Was ist Sünde eigentlich?

Ich wurde einmal von einem Atheisten gefragt, was er denn tun müsse, um zu sündigen. Die Antwort, die ich ihm gab, war ebenso provokant wie seine Frage: "Lebe einfach genau so weiter wie bisher. Lebe einfach so, wie du es für richtig hältst. Gib dich jeder Leidenschaft hin, die dich überfällt, laß dich von jeder Lust treiben, die dir in den Sinn kommt, tue Gutes oder Böses, wenn dir je und je danach der Sinn steht, liebe deine Freunde oder Feinde oder hasse sie, je nachdem, wie du gerade drauf bist, geh in die Kirche zum Beten oder Fluchen, falls du das eine oder andere tun möchtest - mache einfach das, wonach dir gerade der Sinn steht. Laß dich von deiner Lust und deinen Gefühlen leiten und davon, ob die Menschen (und Gott), mit denen du gerade zu tun hast, dir Gutes tun, dich loben, dich bestätigen und dir sagen, wie toll du doch bist, oder ob sie dich kritisieren, nerven, etwas von dir erwarten. Du mußt gar nicht beschließen zu sündigen. Am Gelingen der Sünde mußt du nicht arbeiten. Das Sündigen passiert ganz einfach von selbst."
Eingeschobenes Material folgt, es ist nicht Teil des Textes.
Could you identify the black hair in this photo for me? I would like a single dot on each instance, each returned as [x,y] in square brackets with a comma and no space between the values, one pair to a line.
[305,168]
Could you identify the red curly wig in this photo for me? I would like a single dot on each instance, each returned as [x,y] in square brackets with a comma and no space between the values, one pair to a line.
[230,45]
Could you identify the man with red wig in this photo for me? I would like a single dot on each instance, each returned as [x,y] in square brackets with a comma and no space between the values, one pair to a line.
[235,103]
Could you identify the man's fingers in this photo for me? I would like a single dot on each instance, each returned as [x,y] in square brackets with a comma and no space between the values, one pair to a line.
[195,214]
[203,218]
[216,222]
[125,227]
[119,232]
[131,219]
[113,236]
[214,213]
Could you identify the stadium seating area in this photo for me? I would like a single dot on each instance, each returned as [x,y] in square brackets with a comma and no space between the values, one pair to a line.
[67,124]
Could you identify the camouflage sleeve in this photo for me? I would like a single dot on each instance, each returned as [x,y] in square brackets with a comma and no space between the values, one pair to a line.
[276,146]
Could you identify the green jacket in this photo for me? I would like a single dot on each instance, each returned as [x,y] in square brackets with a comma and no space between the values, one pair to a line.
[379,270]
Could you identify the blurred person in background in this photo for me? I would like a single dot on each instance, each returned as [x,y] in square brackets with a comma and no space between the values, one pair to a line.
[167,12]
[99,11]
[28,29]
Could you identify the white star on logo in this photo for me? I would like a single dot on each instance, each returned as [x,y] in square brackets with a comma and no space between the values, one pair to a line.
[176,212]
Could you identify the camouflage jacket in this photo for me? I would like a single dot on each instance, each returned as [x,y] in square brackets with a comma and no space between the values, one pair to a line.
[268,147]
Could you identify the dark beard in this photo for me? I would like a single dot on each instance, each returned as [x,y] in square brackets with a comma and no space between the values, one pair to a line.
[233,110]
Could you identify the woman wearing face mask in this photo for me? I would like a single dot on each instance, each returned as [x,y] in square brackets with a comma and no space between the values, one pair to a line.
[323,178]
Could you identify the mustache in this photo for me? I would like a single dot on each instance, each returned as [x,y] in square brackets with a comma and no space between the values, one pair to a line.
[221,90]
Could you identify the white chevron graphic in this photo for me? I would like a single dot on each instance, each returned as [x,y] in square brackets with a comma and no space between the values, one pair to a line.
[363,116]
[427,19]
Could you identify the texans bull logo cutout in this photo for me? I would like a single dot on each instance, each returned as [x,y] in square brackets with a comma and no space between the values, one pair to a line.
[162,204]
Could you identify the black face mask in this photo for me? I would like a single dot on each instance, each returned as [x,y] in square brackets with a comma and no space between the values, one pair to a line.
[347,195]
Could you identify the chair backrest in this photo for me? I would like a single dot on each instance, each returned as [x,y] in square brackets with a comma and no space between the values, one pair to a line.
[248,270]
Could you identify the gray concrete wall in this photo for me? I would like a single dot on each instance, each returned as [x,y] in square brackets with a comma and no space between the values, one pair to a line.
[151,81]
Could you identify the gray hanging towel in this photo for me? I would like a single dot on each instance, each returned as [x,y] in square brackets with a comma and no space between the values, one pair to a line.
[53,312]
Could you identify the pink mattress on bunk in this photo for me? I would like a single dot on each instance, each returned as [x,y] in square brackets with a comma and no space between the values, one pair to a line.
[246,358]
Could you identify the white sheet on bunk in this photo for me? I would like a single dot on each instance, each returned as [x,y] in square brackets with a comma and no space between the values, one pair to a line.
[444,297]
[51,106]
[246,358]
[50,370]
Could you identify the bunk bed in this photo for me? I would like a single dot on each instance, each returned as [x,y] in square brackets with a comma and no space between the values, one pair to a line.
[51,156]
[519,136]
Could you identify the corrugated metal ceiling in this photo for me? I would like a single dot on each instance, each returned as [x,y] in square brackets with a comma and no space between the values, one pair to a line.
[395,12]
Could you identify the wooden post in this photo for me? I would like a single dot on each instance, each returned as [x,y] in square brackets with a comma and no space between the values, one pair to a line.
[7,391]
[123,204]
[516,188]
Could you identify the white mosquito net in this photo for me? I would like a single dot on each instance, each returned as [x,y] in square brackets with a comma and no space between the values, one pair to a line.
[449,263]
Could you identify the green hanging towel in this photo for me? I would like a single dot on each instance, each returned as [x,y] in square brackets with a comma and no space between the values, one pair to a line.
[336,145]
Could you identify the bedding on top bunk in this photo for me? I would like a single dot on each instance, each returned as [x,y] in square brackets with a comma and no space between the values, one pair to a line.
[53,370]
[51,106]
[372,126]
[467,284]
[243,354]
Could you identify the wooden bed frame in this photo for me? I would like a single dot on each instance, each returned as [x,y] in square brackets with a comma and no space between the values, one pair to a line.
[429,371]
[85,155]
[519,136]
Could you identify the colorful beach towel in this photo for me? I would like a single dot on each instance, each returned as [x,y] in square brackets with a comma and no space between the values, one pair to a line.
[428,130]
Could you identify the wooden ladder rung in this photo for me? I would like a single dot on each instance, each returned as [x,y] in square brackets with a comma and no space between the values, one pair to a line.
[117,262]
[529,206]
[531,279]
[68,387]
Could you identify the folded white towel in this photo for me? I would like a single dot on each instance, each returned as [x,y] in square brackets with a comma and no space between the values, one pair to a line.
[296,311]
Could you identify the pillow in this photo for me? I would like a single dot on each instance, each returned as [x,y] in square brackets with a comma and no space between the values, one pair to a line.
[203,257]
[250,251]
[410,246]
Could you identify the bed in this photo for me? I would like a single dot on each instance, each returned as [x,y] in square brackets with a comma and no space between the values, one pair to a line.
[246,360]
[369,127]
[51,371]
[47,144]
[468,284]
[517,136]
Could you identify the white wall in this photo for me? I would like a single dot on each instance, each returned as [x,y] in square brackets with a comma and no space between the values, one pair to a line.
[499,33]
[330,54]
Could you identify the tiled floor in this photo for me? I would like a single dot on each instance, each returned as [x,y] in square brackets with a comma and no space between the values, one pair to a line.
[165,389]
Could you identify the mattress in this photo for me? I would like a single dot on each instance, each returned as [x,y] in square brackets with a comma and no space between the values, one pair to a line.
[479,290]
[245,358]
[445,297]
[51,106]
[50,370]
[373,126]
Viele Menschen glauben, daß "Sünde" eine moralische Bewertung beinhaltet, das Sündigen also eine Frage mangelnder Moral oder reiner Amoralität wäre. Da haben wir dann den "Kaloriensünder", den "Verkehrssünder", die "Sünderkartei" in Flensburg, die "kleine Sünde", die der "liebe Gott" sofort bestraft, während die Strafe für "große Sünden" neun Monate auf sich warten lasse...

Das biblische Wort für Sünde bedeutet allerdings "Zielverfehlung". Sünde ist, wenn wir die Ziele, das Gott uns gesetzt hat, verfehlen.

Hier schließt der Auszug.